Kasus penembakan ini terjadi kurang dari 48 jam setelah seorang pria (72) menembak mati 11 orang pada perayaan Tahun Baru Imlek di aula dansa di Los Angeles, California. Para detektif di ujung selatan negara bagian itu masih menyelidiki motivasi dari imigran lansia asal Asia yang menembak mati 11 orang di aula dansa pinggiran kota sebelum bunuh diri.
Tersangka Huu Can Tran menggunakan pistol semi-otomatis saat melakukan penembakan di Monterey Park pada Sabtu (21/1/2023) malam, membunuh pria dan wanita berusia 50-an, 60-an dan 70-an, dan 1 orang ditembak di tempat parkir. Dia lalu pergi ke aula dansa lainnya. Beberapa jam kemudian, Tran menembak mati dirinya sendiri saat polisi masuk.
Sheriff Kota Los Angeles, Robert Luna mengatakan pada Senin (23/1/2023) bahwa Tran, yang sebelumnya pernah ditangkap pada tahun 1994 karena memiliki senjata api secara tidak sah, dan menembakkan 42 peluru dalam serangan itu.
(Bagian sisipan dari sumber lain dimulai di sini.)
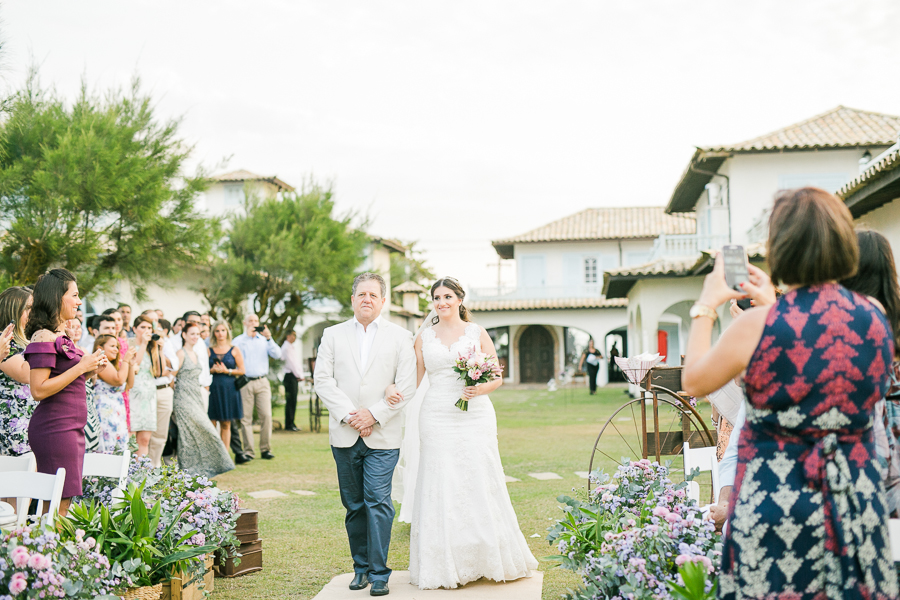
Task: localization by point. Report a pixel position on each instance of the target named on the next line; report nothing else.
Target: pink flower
(20, 556)
(18, 583)
(38, 561)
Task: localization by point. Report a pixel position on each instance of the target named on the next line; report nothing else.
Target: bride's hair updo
(454, 286)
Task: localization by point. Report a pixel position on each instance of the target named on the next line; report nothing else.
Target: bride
(463, 523)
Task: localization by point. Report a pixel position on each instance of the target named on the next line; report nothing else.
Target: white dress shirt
(364, 338)
(291, 358)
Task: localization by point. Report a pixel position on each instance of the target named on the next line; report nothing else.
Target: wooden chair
(705, 460)
(108, 465)
(25, 486)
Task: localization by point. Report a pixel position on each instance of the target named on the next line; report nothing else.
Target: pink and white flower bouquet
(474, 368)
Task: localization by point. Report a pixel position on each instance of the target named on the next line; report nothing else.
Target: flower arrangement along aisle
(36, 563)
(632, 535)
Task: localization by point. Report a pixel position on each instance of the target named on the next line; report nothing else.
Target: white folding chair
(108, 465)
(705, 460)
(25, 462)
(894, 534)
(25, 486)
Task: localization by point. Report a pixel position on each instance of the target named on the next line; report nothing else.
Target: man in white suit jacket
(356, 361)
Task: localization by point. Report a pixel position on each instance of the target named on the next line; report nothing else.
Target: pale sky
(455, 123)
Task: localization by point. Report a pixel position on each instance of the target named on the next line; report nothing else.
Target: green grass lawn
(304, 543)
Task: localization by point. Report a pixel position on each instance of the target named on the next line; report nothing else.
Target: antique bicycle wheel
(631, 433)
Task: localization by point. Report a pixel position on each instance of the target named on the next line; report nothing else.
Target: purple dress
(56, 430)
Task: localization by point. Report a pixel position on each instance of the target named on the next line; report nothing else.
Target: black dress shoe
(360, 581)
(379, 588)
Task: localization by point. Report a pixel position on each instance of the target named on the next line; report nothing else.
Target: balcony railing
(671, 246)
(533, 293)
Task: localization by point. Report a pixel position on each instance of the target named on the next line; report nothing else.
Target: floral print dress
(113, 419)
(16, 406)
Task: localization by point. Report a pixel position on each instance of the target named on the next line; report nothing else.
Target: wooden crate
(251, 561)
(178, 589)
(248, 521)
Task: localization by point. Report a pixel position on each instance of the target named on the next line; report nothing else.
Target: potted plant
(144, 551)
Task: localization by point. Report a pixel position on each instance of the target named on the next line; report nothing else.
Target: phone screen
(735, 266)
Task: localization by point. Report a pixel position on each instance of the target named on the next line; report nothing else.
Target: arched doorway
(535, 355)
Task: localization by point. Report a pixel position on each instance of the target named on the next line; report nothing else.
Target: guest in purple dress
(58, 372)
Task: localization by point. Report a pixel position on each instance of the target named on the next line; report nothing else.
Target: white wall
(597, 322)
(885, 220)
(558, 257)
(755, 178)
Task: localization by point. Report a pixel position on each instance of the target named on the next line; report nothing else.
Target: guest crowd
(185, 390)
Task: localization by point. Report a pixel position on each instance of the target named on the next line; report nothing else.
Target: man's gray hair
(369, 277)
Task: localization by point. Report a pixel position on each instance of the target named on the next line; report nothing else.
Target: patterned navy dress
(808, 514)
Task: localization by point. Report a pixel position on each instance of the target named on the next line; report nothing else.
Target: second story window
(590, 270)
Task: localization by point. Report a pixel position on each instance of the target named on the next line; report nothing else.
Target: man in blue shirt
(256, 346)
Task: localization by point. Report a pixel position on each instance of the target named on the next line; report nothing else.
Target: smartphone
(736, 271)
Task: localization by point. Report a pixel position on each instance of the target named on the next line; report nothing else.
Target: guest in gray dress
(200, 449)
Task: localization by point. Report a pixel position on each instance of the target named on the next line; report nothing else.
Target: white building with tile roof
(542, 324)
(729, 190)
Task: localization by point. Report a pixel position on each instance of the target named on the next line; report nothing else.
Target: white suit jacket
(345, 385)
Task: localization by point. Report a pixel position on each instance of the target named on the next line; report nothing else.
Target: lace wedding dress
(463, 526)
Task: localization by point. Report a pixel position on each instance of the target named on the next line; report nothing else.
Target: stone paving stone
(544, 476)
(267, 494)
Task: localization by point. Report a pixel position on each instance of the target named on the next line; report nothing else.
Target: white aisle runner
(528, 588)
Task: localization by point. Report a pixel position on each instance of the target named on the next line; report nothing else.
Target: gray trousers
(364, 476)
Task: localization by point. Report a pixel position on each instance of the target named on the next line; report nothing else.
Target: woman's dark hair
(811, 238)
(101, 341)
(877, 277)
(48, 294)
(454, 286)
(185, 329)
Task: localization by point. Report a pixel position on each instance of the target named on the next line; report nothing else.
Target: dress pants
(257, 393)
(163, 414)
(364, 476)
(291, 388)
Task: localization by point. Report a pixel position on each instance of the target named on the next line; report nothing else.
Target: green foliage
(129, 534)
(694, 575)
(284, 255)
(410, 267)
(97, 187)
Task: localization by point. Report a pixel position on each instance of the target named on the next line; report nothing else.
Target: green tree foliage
(284, 255)
(97, 186)
(410, 267)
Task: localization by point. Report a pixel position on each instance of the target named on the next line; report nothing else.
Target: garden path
(522, 589)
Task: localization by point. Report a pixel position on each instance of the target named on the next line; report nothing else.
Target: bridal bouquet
(474, 368)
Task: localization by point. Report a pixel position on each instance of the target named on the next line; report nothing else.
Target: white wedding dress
(463, 525)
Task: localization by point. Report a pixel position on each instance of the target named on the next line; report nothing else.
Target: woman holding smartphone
(57, 375)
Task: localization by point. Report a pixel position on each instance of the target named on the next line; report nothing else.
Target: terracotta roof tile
(244, 175)
(549, 304)
(608, 224)
(839, 127)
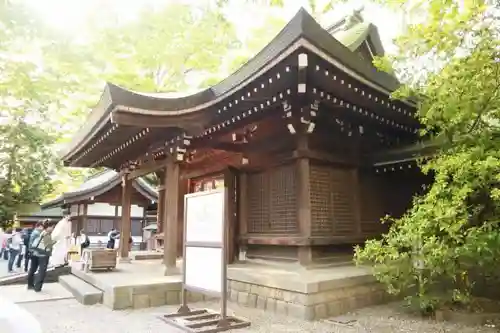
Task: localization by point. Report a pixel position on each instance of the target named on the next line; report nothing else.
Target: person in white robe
(62, 235)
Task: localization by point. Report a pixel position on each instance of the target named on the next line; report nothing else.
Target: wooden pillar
(83, 221)
(303, 200)
(242, 212)
(125, 220)
(230, 204)
(183, 190)
(171, 218)
(160, 206)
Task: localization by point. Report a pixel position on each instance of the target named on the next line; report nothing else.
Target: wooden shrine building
(305, 137)
(95, 206)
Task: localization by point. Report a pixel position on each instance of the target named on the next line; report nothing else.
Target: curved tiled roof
(301, 31)
(99, 184)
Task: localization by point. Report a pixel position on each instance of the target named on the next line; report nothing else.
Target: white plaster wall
(135, 211)
(100, 209)
(73, 210)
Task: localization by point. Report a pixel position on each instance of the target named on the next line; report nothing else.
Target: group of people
(35, 246)
(13, 246)
(41, 244)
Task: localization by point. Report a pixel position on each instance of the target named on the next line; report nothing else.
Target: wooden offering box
(99, 259)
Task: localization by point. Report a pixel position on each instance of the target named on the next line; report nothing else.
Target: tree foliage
(49, 81)
(450, 61)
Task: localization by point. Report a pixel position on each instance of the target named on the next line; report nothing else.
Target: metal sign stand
(205, 320)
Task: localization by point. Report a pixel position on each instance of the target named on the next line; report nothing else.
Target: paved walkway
(68, 316)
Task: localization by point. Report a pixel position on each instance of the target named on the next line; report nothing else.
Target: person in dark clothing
(26, 241)
(84, 241)
(41, 245)
(112, 236)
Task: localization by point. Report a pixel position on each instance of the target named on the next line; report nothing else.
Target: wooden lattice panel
(332, 201)
(372, 194)
(272, 201)
(321, 189)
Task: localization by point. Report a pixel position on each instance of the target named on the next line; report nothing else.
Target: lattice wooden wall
(373, 192)
(272, 206)
(332, 201)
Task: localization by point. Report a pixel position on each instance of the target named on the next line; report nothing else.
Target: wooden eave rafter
(301, 33)
(98, 189)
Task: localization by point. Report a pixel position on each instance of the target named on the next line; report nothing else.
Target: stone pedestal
(124, 260)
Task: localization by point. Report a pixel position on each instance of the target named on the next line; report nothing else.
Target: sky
(70, 15)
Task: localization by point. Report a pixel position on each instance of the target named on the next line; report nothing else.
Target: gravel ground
(68, 316)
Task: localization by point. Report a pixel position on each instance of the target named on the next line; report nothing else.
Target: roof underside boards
(46, 213)
(352, 31)
(179, 112)
(99, 184)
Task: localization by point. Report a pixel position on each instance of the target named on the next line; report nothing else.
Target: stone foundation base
(145, 297)
(314, 306)
(308, 295)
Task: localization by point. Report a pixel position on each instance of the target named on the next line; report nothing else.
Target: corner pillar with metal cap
(171, 212)
(125, 219)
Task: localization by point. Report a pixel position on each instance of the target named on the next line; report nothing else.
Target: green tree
(449, 59)
(164, 47)
(49, 81)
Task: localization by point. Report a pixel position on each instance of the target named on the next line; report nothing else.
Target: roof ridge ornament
(354, 18)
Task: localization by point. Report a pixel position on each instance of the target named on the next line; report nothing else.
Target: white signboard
(204, 268)
(205, 217)
(204, 259)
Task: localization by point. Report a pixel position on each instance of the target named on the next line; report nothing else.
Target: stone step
(84, 293)
(53, 274)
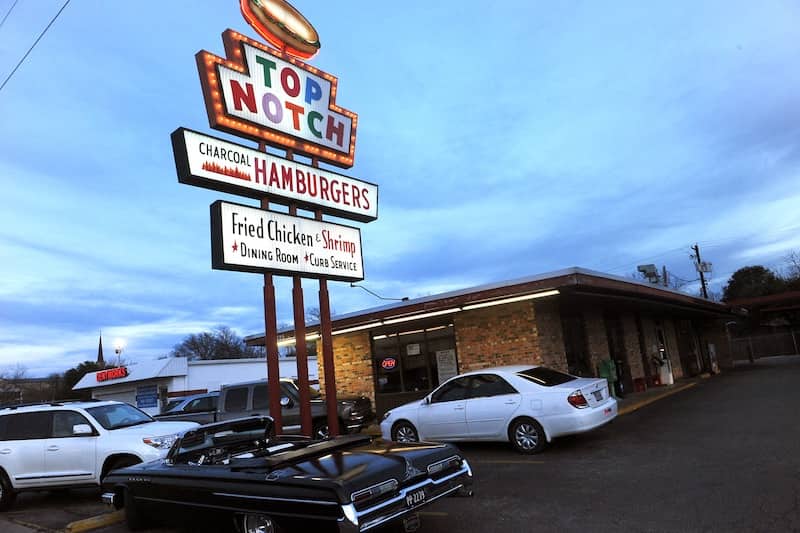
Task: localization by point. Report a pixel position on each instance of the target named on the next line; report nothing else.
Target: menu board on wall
(446, 364)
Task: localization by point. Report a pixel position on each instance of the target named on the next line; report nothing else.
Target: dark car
(355, 412)
(241, 472)
(251, 398)
(200, 408)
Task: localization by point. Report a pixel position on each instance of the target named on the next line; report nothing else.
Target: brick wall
(632, 350)
(596, 338)
(495, 336)
(353, 363)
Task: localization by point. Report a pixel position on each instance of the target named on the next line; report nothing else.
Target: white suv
(75, 443)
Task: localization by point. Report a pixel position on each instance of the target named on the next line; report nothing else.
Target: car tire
(7, 494)
(133, 514)
(404, 431)
(527, 436)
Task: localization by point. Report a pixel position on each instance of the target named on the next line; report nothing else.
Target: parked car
(69, 444)
(271, 484)
(252, 399)
(526, 405)
(355, 412)
(200, 408)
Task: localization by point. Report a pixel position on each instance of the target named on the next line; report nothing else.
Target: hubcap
(406, 434)
(257, 523)
(526, 436)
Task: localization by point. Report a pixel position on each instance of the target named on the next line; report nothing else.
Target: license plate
(415, 498)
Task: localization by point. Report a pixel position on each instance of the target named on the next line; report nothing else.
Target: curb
(95, 522)
(631, 408)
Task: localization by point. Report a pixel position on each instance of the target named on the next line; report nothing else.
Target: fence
(756, 346)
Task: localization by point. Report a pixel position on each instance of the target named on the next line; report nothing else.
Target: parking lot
(719, 456)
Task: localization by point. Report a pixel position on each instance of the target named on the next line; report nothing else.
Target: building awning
(160, 368)
(572, 281)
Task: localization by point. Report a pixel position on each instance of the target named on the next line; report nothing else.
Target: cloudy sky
(507, 139)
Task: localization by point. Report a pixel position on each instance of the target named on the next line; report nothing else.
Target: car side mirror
(82, 429)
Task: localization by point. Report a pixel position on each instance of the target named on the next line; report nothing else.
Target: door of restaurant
(408, 364)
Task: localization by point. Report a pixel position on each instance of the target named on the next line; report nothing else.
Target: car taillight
(577, 400)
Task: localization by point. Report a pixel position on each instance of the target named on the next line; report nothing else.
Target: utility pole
(702, 268)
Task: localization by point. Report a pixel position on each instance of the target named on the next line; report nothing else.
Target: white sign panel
(255, 240)
(212, 163)
(446, 364)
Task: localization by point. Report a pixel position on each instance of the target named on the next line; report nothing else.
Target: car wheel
(133, 514)
(527, 435)
(404, 432)
(258, 523)
(7, 494)
(320, 430)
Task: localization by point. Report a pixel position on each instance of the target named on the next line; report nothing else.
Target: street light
(119, 345)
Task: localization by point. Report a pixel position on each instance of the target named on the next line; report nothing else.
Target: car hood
(155, 429)
(350, 469)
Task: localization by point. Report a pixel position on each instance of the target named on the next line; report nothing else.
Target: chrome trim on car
(354, 516)
(272, 498)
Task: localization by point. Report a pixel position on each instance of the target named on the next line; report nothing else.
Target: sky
(507, 139)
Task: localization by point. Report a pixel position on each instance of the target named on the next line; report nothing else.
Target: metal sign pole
(271, 341)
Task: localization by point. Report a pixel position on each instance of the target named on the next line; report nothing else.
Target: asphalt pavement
(718, 454)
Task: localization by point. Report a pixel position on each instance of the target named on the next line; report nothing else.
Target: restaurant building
(572, 320)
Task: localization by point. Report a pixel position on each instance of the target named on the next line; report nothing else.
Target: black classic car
(240, 471)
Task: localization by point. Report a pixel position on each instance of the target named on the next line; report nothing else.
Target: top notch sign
(259, 93)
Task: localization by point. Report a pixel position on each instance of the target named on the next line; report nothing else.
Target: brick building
(570, 320)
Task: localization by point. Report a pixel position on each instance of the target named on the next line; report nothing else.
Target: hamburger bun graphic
(282, 26)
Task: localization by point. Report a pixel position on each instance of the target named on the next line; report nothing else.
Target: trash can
(607, 369)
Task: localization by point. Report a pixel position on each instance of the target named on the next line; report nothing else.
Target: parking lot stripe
(505, 462)
(95, 522)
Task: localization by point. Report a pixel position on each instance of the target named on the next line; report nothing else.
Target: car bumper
(458, 483)
(583, 420)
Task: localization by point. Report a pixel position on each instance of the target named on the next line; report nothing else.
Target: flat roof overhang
(574, 284)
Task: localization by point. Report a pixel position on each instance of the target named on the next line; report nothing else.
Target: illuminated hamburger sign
(263, 94)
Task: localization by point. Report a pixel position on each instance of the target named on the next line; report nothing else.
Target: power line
(10, 9)
(34, 43)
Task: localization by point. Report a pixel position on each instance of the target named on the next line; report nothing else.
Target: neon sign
(259, 93)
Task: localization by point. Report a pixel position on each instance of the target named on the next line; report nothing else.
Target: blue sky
(507, 140)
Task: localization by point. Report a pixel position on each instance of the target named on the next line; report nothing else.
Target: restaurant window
(416, 360)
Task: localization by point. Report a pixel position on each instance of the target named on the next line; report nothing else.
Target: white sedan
(525, 405)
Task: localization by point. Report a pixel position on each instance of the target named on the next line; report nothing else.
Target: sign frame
(242, 187)
(218, 255)
(219, 118)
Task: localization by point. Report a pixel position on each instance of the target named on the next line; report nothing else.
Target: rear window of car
(26, 426)
(546, 377)
(236, 399)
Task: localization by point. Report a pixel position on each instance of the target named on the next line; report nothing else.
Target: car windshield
(546, 377)
(118, 415)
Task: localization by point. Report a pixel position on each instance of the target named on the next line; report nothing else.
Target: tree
(752, 281)
(10, 384)
(222, 343)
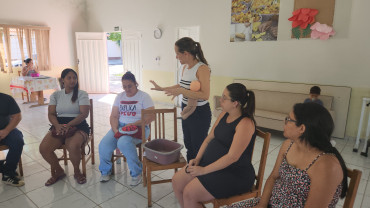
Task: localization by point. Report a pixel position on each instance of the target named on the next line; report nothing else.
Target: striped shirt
(188, 76)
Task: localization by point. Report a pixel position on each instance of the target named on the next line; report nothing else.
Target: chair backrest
(261, 170)
(355, 176)
(91, 117)
(158, 126)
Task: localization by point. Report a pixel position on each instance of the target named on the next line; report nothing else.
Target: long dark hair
(238, 92)
(75, 89)
(194, 48)
(319, 127)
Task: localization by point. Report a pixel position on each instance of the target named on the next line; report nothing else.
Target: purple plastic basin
(163, 151)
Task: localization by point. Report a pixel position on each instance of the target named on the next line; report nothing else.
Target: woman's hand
(59, 128)
(156, 86)
(173, 92)
(196, 170)
(194, 162)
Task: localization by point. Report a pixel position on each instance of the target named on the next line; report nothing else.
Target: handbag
(71, 131)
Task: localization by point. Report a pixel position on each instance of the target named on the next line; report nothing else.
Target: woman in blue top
(68, 108)
(195, 67)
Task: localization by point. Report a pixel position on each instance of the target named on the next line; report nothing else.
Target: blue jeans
(127, 145)
(15, 142)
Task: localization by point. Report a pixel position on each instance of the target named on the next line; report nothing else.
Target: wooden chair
(257, 188)
(84, 158)
(24, 94)
(4, 147)
(355, 176)
(158, 131)
(117, 154)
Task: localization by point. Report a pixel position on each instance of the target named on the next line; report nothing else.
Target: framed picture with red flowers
(315, 11)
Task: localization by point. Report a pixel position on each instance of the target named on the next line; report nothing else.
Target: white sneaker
(136, 180)
(104, 178)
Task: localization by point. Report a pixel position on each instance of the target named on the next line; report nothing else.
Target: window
(18, 43)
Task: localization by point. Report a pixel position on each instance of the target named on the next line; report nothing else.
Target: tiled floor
(117, 192)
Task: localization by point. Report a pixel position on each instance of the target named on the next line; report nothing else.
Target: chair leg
(83, 160)
(92, 152)
(28, 97)
(65, 156)
(112, 159)
(20, 167)
(144, 174)
(149, 187)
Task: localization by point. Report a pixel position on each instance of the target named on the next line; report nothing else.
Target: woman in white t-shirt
(68, 109)
(126, 112)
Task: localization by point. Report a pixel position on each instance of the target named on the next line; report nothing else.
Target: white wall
(63, 17)
(340, 61)
(113, 49)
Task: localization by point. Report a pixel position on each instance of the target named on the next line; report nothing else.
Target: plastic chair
(4, 147)
(257, 188)
(84, 159)
(158, 131)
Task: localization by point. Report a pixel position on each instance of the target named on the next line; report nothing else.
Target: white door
(131, 54)
(92, 62)
(193, 33)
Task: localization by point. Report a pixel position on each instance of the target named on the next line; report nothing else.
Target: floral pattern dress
(291, 189)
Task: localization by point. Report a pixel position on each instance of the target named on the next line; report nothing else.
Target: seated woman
(309, 171)
(126, 112)
(68, 109)
(222, 167)
(29, 68)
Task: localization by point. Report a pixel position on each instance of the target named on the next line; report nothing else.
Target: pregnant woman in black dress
(223, 166)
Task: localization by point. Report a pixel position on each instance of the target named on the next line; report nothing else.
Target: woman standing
(195, 67)
(29, 68)
(68, 109)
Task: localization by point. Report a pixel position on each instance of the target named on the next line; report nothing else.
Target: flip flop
(80, 178)
(53, 180)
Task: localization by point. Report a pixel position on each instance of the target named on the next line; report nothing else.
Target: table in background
(34, 84)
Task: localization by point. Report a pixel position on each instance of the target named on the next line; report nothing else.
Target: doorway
(115, 63)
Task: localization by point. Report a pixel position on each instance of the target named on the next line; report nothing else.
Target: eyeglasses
(287, 119)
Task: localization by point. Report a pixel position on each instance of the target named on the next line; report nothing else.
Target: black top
(8, 107)
(238, 177)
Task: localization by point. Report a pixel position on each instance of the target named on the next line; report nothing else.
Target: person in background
(67, 112)
(314, 95)
(194, 67)
(10, 116)
(309, 171)
(29, 68)
(223, 165)
(126, 115)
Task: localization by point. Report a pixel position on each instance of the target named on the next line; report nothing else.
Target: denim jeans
(127, 145)
(15, 142)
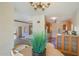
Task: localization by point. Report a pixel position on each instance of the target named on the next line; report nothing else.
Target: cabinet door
(74, 44)
(59, 42)
(66, 44)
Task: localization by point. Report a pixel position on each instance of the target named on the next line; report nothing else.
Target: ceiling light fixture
(40, 5)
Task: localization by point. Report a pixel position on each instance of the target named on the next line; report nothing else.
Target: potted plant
(39, 44)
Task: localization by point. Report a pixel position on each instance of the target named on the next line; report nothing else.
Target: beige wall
(6, 28)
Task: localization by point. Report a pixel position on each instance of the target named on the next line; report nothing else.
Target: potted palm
(39, 43)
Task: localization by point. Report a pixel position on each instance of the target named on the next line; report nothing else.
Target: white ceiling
(23, 10)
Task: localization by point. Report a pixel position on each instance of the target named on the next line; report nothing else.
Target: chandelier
(40, 5)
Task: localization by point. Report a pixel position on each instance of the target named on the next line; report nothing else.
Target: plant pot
(38, 54)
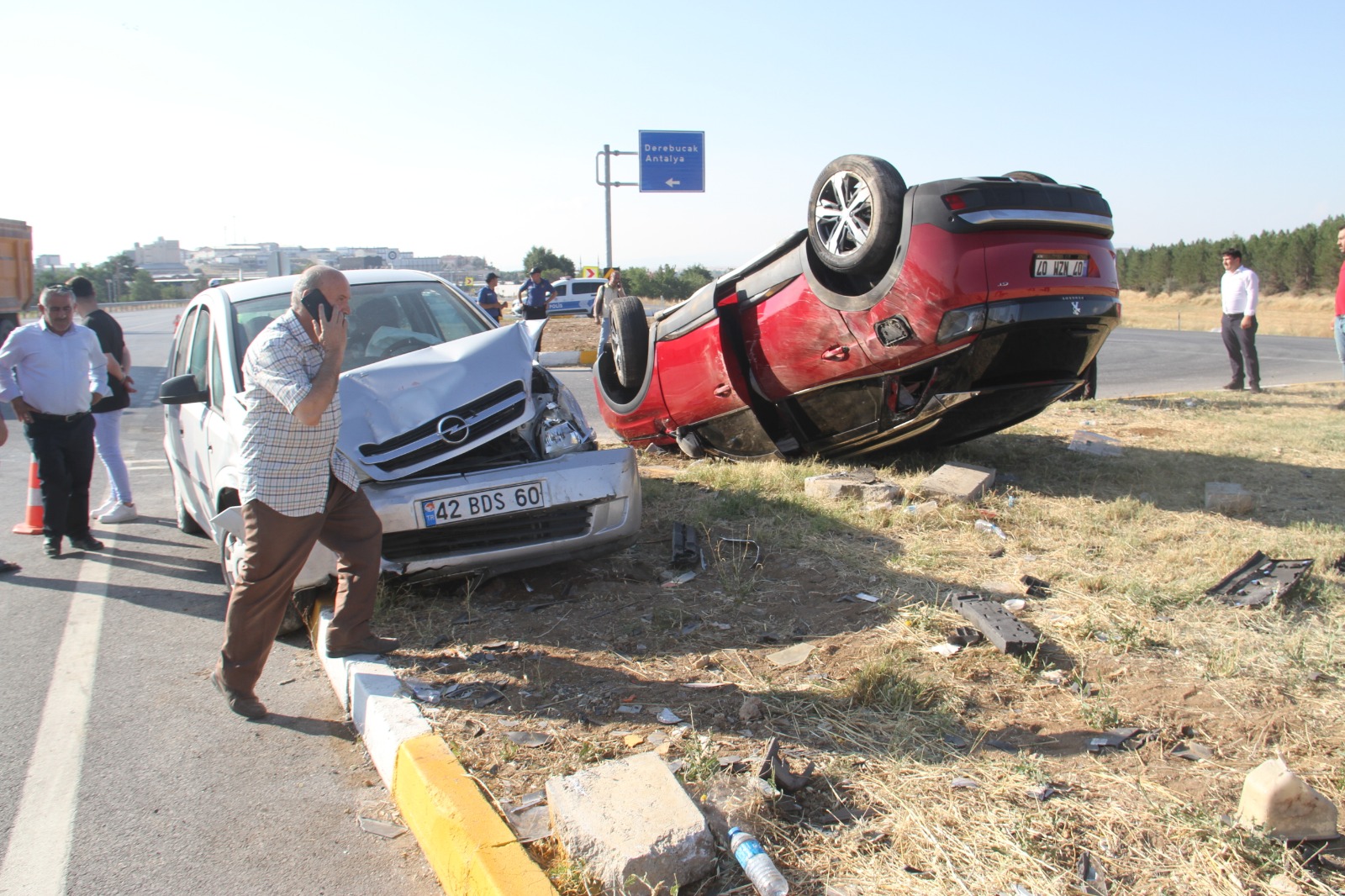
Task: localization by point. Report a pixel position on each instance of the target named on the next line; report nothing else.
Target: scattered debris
(752, 708)
(686, 548)
(985, 525)
(777, 770)
(1036, 587)
(1228, 498)
(861, 483)
(529, 737)
(1284, 804)
(1004, 631)
(1093, 878)
(1259, 582)
(793, 656)
(1093, 443)
(1192, 751)
(381, 828)
(679, 580)
(961, 482)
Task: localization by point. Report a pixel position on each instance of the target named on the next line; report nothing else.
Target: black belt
(38, 414)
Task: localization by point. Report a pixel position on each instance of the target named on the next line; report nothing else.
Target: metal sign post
(607, 183)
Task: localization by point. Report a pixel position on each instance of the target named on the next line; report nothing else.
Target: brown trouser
(275, 549)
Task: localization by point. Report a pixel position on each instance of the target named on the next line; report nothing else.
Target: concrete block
(1228, 498)
(861, 483)
(631, 826)
(961, 482)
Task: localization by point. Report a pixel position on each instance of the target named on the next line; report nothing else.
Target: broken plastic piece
(686, 548)
(1259, 582)
(995, 623)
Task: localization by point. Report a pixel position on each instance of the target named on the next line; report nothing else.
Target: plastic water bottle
(757, 864)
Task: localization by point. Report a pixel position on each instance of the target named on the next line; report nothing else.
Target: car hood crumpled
(388, 398)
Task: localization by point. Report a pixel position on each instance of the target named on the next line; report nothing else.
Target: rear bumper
(593, 508)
Akan tetapi menurutnya, masih banyak kasus Tran lainnya yang masih belum terungkap.
“Apa yang mendorong orang gila melakukan ini? Kami tidak tahu. Tapi kami berniat mencari tahu,” katanya, seperti dilansir dari Channel News Asia, Selasa (24/1/2023). Sementara itu, detektif sedang melihat koneksi Tran sebelumnya ke 2 lantai dansa tersebut, dengan hubungan pribadi sebagai penyelidikan utama.
Penduduk Monterey Park, Chester Hong, mengatakan pada Minggu (22/1/2023) bahwa dia percaya perselisihan internal atas undangan ke pesta malam Tahun Baru Imlek bisa menjadi akar masalah dari serangan tersebut. Luna membenarkan bahwa petugas telah diberi tahu bahwa Tran mungkin dikenal oleh beberapa korbannya, tetapi mengatakan saat ini tidak ada bukti bahwa dia terkait dengan siapapun.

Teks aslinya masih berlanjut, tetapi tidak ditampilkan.